Modern instruments approaching the same field characteristics have to use more complex optics, mosaics of sensors, complicated observation strategies, and all of this backed up by very heavy computer equipment.

The idea of this Franco-Belgian telescope dates from 1959, and the definitive installation took place in 1970. The essential element of the Liege observation program consisted in tracking comets with a view to studying their shape: structure of the tail, the comas, and their development.
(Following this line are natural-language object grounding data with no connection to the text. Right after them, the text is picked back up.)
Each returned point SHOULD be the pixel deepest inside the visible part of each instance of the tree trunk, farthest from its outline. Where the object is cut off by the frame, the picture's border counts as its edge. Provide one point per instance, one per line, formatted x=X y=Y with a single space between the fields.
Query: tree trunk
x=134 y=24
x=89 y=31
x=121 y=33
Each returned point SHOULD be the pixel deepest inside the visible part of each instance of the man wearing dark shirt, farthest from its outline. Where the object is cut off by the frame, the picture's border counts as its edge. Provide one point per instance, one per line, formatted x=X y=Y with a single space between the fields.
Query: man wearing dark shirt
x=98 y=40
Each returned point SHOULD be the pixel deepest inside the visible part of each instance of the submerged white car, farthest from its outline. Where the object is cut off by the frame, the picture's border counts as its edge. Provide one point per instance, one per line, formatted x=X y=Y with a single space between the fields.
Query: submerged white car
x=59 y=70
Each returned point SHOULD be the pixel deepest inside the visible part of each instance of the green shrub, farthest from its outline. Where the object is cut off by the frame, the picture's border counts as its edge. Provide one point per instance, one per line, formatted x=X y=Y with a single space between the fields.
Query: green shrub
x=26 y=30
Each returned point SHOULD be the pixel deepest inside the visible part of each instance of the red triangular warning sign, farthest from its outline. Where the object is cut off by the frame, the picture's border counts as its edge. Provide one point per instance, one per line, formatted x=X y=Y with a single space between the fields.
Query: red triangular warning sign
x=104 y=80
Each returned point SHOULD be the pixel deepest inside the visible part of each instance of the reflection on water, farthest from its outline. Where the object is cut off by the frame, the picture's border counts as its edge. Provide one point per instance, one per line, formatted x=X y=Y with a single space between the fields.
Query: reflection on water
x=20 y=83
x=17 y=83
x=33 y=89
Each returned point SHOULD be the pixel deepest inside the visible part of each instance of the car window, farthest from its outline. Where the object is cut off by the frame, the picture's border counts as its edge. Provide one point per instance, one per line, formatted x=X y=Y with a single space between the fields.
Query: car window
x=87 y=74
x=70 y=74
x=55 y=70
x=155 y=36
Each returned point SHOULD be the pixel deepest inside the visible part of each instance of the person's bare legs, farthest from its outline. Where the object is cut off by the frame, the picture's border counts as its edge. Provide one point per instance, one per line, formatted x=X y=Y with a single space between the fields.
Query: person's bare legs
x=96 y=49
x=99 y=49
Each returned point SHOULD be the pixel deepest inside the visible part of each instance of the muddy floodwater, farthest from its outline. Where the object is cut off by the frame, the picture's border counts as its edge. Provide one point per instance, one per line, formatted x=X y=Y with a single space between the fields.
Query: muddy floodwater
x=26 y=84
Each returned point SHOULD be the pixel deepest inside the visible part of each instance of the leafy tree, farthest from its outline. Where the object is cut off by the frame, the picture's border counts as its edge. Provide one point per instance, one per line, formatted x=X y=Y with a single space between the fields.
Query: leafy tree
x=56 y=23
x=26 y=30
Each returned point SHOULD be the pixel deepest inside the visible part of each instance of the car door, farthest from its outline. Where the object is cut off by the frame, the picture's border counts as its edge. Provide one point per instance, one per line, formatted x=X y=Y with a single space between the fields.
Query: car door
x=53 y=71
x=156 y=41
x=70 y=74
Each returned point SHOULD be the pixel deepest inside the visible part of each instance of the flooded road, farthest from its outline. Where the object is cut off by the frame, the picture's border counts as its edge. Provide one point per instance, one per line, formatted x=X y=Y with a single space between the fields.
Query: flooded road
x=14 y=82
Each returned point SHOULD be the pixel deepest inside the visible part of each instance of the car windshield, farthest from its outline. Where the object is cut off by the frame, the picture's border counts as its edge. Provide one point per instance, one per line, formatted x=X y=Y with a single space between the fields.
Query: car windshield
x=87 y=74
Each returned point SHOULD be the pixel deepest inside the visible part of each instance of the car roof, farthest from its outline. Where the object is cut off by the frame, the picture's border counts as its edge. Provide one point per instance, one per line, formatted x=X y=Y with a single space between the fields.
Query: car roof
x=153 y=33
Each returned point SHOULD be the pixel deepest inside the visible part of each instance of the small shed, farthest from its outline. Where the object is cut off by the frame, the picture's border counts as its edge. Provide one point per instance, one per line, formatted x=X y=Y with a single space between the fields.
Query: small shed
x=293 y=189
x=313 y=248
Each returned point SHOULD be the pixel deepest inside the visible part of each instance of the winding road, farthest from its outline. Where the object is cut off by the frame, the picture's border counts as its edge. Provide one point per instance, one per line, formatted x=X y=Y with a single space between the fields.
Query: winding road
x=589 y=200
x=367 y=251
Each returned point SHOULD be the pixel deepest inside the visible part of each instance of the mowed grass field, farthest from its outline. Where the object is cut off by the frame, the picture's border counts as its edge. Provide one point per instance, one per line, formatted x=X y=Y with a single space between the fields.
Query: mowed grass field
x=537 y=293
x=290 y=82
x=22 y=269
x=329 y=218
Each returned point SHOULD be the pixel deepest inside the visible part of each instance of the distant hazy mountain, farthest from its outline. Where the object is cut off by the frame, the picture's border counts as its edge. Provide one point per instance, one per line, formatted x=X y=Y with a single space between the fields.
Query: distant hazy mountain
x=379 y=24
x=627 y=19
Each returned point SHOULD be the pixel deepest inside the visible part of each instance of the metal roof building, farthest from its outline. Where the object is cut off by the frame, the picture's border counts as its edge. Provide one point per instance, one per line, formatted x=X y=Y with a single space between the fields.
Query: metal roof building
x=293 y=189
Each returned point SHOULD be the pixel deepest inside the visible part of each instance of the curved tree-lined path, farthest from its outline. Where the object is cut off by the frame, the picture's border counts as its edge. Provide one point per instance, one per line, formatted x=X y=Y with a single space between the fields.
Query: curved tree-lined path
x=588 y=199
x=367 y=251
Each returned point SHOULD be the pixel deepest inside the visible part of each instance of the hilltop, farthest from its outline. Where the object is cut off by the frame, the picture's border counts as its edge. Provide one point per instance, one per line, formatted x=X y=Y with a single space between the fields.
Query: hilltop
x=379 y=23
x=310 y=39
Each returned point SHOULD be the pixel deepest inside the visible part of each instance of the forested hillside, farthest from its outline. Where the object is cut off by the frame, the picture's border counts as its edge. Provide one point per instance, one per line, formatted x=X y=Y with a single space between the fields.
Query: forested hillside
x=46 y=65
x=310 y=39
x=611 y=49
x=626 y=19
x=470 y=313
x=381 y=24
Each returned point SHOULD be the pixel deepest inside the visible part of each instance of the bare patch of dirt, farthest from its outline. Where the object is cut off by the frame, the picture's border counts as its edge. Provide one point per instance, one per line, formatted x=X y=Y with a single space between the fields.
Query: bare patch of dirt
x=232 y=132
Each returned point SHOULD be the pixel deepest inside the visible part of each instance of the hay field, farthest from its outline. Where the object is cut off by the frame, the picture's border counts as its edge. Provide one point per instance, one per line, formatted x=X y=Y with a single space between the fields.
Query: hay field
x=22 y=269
Monitoring heavenly objects was done with an eyepiece by means of a guiding glass fixed to the telescope. This solution which works well for fixed stars is imprecise where comets are concerned as their core is often diffuse or too faint. An ingenious system was perfected making it possible to program a movement of the eyepiece which compensates for the movement of the object. The guidance could then be done, not on comets but on a neighboring star.

The death of photographic emulsions signified the end of wide-field imaging on this telescope and lead to a reconversion of sorts with a small-dimension to a sensor.